この城を建てたかつての主人は相当な臆病者か、余程敵に攻め込まれるような事をしていたのか。
どちらにせよ、壁外という巨人の世界に残っているこの廃城は調査兵団にとっては最高の野営場だ。
過去の調査で補給物資をここには保管していた。
それも大半が無傷で残っており、このまま数日ここで足止めを食らったとしても全員が不自由なく、安全に過ごすことが出来るだろう。
各隊が交代で見張り、近付く巨人は速やかに排除出来ている。
悪天候では巨人の方もあまり活動が出来ないらしい。
これだけの人間が同じ場所に留まっている割には、近付く巨人の数が少なく、また、討伐時の蒸気も激しく降る雨に消され彼等の仲間を呼ぶ合図にはならない。


「これを好機ととるか…。

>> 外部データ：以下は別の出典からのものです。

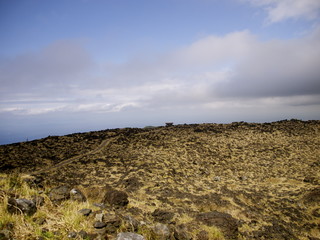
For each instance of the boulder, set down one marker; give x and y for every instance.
(59, 194)
(21, 205)
(85, 211)
(112, 223)
(225, 222)
(129, 236)
(99, 225)
(161, 231)
(116, 198)
(181, 233)
(203, 235)
(77, 195)
(162, 215)
(131, 223)
(38, 200)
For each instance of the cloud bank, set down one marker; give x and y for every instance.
(214, 72)
(280, 10)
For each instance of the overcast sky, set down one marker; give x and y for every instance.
(79, 65)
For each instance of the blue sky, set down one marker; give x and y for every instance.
(79, 65)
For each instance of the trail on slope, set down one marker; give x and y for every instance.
(102, 145)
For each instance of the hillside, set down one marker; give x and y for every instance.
(245, 180)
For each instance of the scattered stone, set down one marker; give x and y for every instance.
(162, 216)
(21, 206)
(99, 217)
(181, 233)
(72, 234)
(313, 197)
(39, 220)
(99, 225)
(217, 179)
(225, 222)
(35, 181)
(132, 184)
(38, 200)
(131, 223)
(116, 198)
(85, 211)
(203, 235)
(112, 223)
(99, 205)
(83, 234)
(243, 178)
(59, 194)
(129, 236)
(161, 231)
(77, 195)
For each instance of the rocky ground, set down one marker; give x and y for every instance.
(199, 181)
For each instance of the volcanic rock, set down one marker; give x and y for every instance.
(129, 236)
(59, 194)
(25, 206)
(116, 198)
(225, 222)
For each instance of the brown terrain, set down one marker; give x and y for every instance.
(247, 180)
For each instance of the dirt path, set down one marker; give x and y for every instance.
(103, 144)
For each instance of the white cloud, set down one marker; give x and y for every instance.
(280, 10)
(211, 73)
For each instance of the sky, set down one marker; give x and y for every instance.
(81, 65)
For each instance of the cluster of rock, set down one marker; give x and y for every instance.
(117, 223)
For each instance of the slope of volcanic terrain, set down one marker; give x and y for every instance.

どう思う?」

「確かに巨人の活動も鈍い様ですが、今動くのはリスクが高過ぎます。」

「私も反対です。この天候では信煙弾も使えませんし。」


予定していた進行予定がかなり遅れてしまう事は仕方がない。


「ここまで負傷者のみで来ています。今、無理に進軍しては必ず死者が出ます。それに負傷者は見捨てなければならなくなる…。」


キース団長、エルヴィン兵長、それぞれの隊長、特別班の班長。皆の表情が曇る。


『ここで本体を大きく二つに分けるのはどうでしょうか?』

「分けるだと?」


退屈そうにこの場に一応顔を出していたアゲハはそう言うとニヤリと笑う。


『負傷者を連れここに残る、もしくはここから引き返す隊を一つ。無事な者とここから更に進軍する隊を一つ。まぁ、どちらも今よりもう少し天候が回復したら、の話ですが。』

「確かに、負傷者を連れたままの進軍は更に遅れを招くだけだしな…。」

「ならば俺の隊は負傷者の看護とここの防衛に就く。」


キース団長の承認が出る前にザワザワとその割り振りが勝手にされていく。
黙っている彼の表情は相変わらず重い。
アゲハは自分が提案したといえど、勝手に独り歩きし始めてしまったことに戸惑った顔をしていた。